L’esistenza della struttura ospedaliera ha creato un consistente indotto, per il povero villaggio di Chaaria un “boom” economico provvidenziale. Un mercato si tiene proprio davanti ai suoi cancelli.
Eppure tutto si può dire dell’ospedale di Chaaria salvo che sia una “città della gioia” dove gente piena di sogni celebra la bellezza dell’esistenza. La sofferenza vi regna ogni giorno, al limite della sopportazione. Tra le scene più commoventi evocate nel libro, quelle delle mamme che consegnano fiduciose alle cure di fratel Gaido i figli ormai morenti, portati in braccio per giorni e chilometri a piedi, e cercano nello sguardo del medico la conferma che riuscirà a salvarli; e i tanti, troppi bambini ricoverati in condizioni disperate per aver patito fame, violenze, malattie senza che nessuno avesse cura e pietà di loro, molti dei quali, se guariscono, non hanno altra prospettiva che la strada dove accattonare, raccogliere rifiuti e rubare, annusando colla per non sentire fame, freddo e paura.
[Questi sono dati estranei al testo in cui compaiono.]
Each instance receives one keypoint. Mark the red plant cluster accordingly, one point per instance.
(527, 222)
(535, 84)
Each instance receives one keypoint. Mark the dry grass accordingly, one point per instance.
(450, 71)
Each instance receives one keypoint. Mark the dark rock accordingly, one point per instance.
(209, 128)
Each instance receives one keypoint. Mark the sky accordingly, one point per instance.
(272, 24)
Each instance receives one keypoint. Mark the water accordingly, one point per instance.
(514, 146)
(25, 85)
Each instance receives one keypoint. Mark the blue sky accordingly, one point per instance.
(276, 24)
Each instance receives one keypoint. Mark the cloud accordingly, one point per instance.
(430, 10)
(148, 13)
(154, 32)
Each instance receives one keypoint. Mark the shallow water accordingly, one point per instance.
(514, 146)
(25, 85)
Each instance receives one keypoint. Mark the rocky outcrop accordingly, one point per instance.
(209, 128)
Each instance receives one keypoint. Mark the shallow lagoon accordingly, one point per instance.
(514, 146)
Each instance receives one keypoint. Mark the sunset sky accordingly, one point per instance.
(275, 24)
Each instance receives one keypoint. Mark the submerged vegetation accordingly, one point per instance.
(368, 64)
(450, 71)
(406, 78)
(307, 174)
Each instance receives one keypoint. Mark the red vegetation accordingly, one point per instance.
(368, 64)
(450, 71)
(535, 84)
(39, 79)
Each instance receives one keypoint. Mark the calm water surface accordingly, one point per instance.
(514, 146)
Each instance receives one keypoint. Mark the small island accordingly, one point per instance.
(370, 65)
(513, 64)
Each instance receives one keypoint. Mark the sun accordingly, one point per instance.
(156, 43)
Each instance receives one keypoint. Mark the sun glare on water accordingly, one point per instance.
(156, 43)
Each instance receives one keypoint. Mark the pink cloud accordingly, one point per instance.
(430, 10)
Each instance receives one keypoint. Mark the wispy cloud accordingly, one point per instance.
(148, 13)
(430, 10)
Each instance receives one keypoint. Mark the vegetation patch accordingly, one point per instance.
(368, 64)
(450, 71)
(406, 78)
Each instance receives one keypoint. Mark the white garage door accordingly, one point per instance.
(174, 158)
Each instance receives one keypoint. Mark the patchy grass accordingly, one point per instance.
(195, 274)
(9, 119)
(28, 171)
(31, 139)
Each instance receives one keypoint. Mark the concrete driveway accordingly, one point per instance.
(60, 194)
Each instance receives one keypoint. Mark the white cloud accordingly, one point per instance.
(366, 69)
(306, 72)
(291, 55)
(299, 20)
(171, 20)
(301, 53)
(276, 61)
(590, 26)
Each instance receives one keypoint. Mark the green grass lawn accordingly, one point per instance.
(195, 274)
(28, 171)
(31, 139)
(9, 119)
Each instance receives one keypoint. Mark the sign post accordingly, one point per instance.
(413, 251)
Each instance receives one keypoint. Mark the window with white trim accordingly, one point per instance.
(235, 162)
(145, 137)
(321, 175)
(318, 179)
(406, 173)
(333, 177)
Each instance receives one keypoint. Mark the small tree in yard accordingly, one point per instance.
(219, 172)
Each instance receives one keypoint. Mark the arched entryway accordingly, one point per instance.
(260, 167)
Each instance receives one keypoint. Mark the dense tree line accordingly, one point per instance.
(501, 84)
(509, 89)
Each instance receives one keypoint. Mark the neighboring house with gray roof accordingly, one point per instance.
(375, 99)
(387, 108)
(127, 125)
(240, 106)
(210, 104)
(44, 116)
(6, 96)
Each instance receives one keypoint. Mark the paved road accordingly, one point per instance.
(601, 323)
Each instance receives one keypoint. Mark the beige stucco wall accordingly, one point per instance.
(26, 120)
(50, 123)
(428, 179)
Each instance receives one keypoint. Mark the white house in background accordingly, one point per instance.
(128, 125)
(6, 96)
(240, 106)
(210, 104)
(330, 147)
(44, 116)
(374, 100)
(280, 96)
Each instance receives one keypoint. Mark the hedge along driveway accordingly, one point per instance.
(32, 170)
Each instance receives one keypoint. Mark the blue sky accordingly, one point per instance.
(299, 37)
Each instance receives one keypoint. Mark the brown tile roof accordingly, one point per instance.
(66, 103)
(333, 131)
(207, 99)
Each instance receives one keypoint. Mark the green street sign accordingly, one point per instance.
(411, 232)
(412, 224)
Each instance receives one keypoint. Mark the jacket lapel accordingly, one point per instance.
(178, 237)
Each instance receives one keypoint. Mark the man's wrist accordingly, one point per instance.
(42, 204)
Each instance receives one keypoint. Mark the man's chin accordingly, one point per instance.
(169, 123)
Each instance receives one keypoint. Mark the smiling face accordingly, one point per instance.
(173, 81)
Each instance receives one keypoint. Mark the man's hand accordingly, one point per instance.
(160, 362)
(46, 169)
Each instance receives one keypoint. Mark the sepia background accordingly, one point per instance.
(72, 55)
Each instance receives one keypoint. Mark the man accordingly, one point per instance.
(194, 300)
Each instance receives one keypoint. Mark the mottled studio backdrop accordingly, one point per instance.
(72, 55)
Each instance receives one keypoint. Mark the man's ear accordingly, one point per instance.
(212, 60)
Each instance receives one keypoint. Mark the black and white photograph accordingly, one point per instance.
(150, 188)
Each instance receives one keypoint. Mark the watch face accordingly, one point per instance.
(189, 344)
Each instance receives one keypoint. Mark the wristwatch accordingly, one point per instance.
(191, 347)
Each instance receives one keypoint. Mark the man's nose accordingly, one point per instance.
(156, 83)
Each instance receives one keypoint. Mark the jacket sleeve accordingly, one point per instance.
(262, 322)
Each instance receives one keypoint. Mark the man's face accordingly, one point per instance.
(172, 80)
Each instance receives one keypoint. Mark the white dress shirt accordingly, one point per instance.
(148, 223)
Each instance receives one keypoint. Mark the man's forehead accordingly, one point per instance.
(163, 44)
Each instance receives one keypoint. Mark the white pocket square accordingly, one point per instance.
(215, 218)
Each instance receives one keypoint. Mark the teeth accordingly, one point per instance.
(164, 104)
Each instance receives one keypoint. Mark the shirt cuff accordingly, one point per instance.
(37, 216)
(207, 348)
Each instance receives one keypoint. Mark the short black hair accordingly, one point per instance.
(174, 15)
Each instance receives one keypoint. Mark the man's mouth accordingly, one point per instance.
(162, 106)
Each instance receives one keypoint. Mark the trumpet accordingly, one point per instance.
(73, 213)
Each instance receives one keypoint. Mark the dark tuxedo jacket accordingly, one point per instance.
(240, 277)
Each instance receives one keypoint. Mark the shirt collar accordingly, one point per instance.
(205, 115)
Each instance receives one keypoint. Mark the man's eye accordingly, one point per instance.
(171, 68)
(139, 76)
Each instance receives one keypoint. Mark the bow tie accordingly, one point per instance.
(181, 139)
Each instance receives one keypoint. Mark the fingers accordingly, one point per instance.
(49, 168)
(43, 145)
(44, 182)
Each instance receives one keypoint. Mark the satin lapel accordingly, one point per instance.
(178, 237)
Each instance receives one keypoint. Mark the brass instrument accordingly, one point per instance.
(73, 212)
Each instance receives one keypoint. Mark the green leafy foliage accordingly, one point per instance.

Fratel Gaido poi non nasconde il lato oscuro di un’umanità esausta, raramente capace di progetti e spesso neanche più di sentimenti: come i genitori che ricoverano i figli e non tornano a riprenderli, vivi o morti che siano, come quel marito che pretende per sua moglie un’operazione superflua, perchè l’assistenza in ospedale è gratuita mentre le medicine costano e lui non ha intenzione di acquistarle, come i pazienti dimessi che se ne vanno rubando medicinali e indumenti oppure promettono piccole offerte e poi non si fanno più vedere, perchè tanto “i bianchi sono ricchi”.
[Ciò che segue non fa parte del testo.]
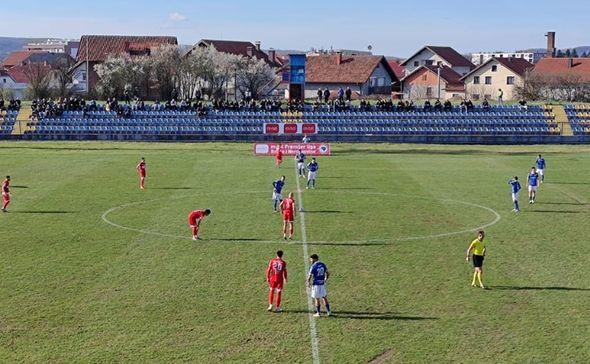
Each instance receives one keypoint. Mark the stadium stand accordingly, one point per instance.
(501, 120)
(579, 117)
(7, 119)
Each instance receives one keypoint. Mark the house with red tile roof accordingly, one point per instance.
(95, 49)
(438, 56)
(573, 68)
(433, 82)
(496, 76)
(365, 75)
(242, 48)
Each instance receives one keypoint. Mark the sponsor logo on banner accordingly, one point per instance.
(315, 149)
(290, 128)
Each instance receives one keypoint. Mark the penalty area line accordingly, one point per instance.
(315, 350)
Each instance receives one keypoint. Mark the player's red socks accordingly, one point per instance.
(278, 299)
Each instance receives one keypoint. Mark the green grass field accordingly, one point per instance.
(392, 222)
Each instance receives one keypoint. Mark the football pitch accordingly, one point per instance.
(94, 270)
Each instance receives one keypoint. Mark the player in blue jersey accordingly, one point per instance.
(312, 167)
(300, 159)
(541, 165)
(277, 189)
(533, 184)
(316, 280)
(515, 187)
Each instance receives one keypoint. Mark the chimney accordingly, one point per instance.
(550, 44)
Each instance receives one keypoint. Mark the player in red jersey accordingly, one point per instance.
(5, 193)
(279, 157)
(194, 221)
(142, 173)
(288, 209)
(276, 276)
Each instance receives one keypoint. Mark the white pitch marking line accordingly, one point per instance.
(315, 349)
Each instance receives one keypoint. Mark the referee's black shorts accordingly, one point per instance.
(477, 261)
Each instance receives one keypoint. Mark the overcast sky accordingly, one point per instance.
(392, 27)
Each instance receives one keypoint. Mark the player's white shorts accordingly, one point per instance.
(318, 291)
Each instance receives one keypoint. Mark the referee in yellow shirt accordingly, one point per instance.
(478, 250)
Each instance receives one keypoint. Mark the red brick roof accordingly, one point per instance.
(239, 48)
(18, 73)
(16, 58)
(454, 58)
(352, 69)
(98, 47)
(397, 68)
(580, 67)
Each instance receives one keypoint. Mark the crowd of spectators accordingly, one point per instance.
(10, 105)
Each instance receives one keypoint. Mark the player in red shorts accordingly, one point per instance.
(288, 209)
(194, 221)
(276, 276)
(5, 193)
(279, 157)
(142, 173)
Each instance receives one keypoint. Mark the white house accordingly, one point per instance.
(438, 56)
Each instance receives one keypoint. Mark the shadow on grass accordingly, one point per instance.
(530, 288)
(557, 212)
(172, 188)
(43, 212)
(327, 212)
(364, 315)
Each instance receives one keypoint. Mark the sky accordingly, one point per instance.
(391, 27)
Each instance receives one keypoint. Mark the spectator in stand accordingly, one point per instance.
(348, 94)
(341, 94)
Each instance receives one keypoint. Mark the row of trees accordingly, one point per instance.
(167, 73)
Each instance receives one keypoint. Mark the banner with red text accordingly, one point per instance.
(315, 149)
(290, 128)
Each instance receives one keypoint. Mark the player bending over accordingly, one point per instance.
(142, 173)
(5, 194)
(288, 209)
(316, 280)
(515, 187)
(194, 221)
(541, 166)
(312, 167)
(533, 184)
(276, 276)
(478, 250)
(279, 157)
(277, 188)
(300, 159)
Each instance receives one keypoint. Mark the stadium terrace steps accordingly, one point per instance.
(21, 124)
(562, 120)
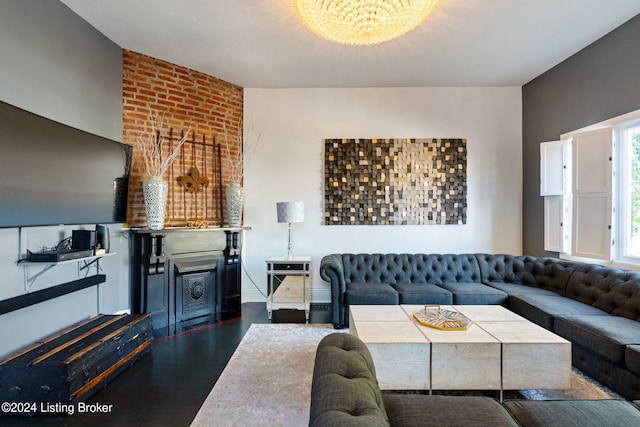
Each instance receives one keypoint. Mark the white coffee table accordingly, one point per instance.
(500, 351)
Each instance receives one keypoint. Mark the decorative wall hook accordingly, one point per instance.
(193, 182)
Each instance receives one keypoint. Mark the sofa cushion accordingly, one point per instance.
(474, 293)
(612, 290)
(546, 273)
(422, 293)
(542, 309)
(370, 293)
(606, 336)
(344, 390)
(632, 358)
(410, 268)
(516, 289)
(579, 413)
(417, 410)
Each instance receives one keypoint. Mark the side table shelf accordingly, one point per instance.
(289, 284)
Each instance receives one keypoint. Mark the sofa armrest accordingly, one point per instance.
(332, 270)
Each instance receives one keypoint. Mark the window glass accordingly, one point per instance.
(630, 196)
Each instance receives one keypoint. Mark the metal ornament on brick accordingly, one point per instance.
(290, 212)
(155, 202)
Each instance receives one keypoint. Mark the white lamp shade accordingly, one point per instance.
(290, 211)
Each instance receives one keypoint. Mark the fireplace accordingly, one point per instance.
(195, 285)
(186, 277)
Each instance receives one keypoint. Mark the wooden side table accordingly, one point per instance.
(289, 284)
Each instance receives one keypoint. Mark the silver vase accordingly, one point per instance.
(235, 200)
(155, 202)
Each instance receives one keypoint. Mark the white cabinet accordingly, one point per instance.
(555, 186)
(556, 225)
(592, 194)
(554, 168)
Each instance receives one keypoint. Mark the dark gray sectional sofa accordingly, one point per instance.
(595, 307)
(345, 392)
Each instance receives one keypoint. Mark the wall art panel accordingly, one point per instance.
(395, 181)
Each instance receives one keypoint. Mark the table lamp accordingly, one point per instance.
(290, 212)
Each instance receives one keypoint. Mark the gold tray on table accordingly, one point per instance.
(447, 320)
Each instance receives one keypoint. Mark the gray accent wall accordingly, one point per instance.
(56, 65)
(600, 82)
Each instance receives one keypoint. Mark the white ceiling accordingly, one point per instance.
(262, 44)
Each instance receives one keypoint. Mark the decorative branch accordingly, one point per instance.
(237, 165)
(156, 158)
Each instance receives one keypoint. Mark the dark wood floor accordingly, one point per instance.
(168, 386)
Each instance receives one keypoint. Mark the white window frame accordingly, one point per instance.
(620, 190)
(619, 123)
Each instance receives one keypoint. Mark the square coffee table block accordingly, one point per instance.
(463, 360)
(401, 354)
(532, 357)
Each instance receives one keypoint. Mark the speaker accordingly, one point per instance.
(102, 238)
(83, 239)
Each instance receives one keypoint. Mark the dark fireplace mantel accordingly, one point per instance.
(183, 276)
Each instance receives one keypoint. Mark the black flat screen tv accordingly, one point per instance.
(54, 174)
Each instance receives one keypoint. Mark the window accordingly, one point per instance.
(604, 197)
(628, 215)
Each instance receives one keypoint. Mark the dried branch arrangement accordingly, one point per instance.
(158, 152)
(237, 165)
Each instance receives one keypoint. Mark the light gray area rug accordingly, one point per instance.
(267, 381)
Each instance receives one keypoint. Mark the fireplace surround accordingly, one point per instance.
(186, 277)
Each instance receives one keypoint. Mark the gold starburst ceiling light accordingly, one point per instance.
(363, 22)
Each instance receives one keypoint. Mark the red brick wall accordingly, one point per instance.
(183, 98)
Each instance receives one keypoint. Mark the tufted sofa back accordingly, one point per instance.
(610, 289)
(410, 268)
(546, 273)
(344, 390)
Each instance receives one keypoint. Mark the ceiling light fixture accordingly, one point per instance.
(363, 22)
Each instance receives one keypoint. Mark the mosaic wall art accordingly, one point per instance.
(395, 181)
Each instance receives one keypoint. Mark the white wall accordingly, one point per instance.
(290, 126)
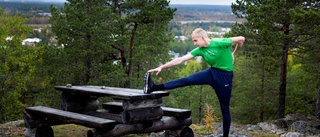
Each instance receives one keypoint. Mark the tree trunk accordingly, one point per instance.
(261, 113)
(318, 105)
(283, 83)
(283, 73)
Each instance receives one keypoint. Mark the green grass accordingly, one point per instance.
(72, 130)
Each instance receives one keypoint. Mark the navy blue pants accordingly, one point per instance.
(219, 80)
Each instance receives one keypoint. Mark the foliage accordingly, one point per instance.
(209, 118)
(17, 67)
(112, 44)
(273, 26)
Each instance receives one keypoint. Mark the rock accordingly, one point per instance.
(30, 132)
(292, 134)
(17, 123)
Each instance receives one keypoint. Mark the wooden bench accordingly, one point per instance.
(137, 113)
(70, 117)
(167, 111)
(116, 93)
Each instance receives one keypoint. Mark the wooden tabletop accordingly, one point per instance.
(114, 92)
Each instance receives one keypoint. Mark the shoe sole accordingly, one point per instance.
(146, 79)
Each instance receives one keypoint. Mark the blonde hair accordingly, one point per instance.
(200, 32)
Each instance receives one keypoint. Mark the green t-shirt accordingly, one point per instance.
(217, 54)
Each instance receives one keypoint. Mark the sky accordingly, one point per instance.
(206, 2)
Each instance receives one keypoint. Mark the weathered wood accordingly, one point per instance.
(116, 93)
(140, 115)
(44, 131)
(106, 114)
(148, 103)
(165, 123)
(78, 102)
(167, 111)
(71, 117)
(181, 132)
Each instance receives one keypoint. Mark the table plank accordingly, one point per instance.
(114, 92)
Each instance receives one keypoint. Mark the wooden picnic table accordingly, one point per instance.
(132, 112)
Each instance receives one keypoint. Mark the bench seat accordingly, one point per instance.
(70, 117)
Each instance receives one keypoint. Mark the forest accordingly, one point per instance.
(98, 43)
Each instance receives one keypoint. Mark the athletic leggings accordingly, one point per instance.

Non è questo però che scoraggia fratel Gaido: i poveri “non sono di necessità migliori degli altri”, anzi la povertà “esaspera ed esalta gli istinti peggiori dell’uomo”. Continuerà fino alla fine a servire i suoi malati “con un sano realismo e con la doverosa coscienza che noi missionari dobbiamo fare ogni cosa prima di tutto per Dio. Donandoci gratuitamente senza aspettarci alcuna restituzione o riconoscenza”.
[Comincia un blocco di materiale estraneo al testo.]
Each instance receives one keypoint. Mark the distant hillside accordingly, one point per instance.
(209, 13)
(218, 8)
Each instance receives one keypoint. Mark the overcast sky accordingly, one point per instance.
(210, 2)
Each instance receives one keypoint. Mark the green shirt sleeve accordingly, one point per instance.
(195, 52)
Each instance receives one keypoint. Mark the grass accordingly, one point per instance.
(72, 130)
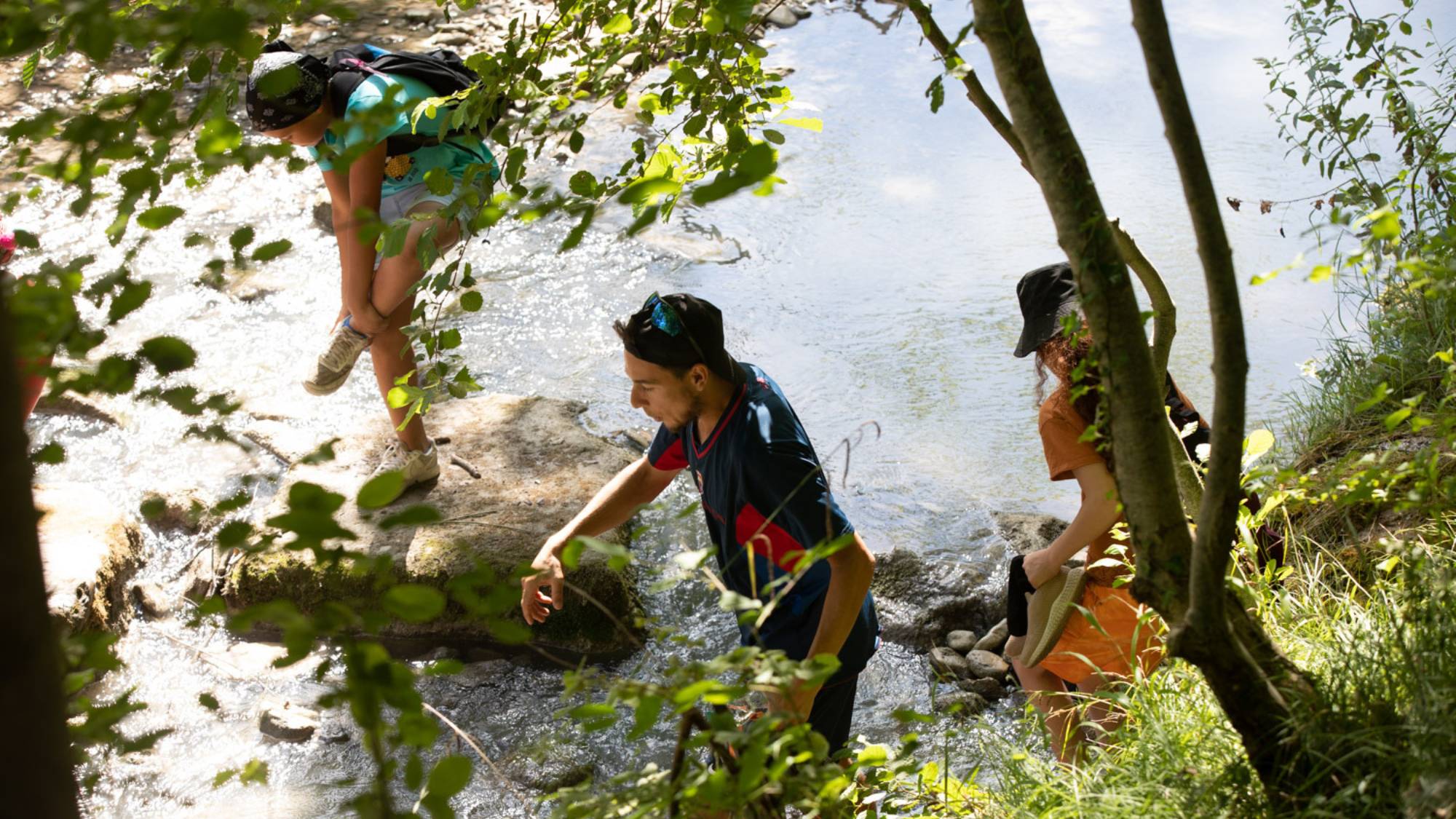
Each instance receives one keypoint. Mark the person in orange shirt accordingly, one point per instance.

La sua preoccupazione è per l’ospedale, che abbia un futuro dopo di lui, anche senza finanziamenti e medici stranieri. Pensa a tutti gli ospedali sostenuti e amministrati dai missionari, in rovina in pochi mesi dopo essere stati affidati a dirigenti e personale africano. Occorre – dice – impegnarsi per “africanizzare” i servizi – scuole, ospedali, asili, mense... – coinvolgendo nel loro sostentamento la popolazione locale e, nel caso degli ospedali, gli operatori sanitari, i medici, gli infermieri: “cercando di far loro capire che, se vogliono che queste realtà abbiano un futuro, devono gradualmente contribuire a sostenerle, facendo ciascuno la propria parte”.
Non si può che concordare con lui, se si ha esperienza d’Africa: “è un’impresa difficile, ma è anche l’unico modo perchè l’Africa trovi una via d’uscita dalle sue endemiche situazioni di povertà e cammini verso un futuro che veda la sua gente protagonista del proprio destino”.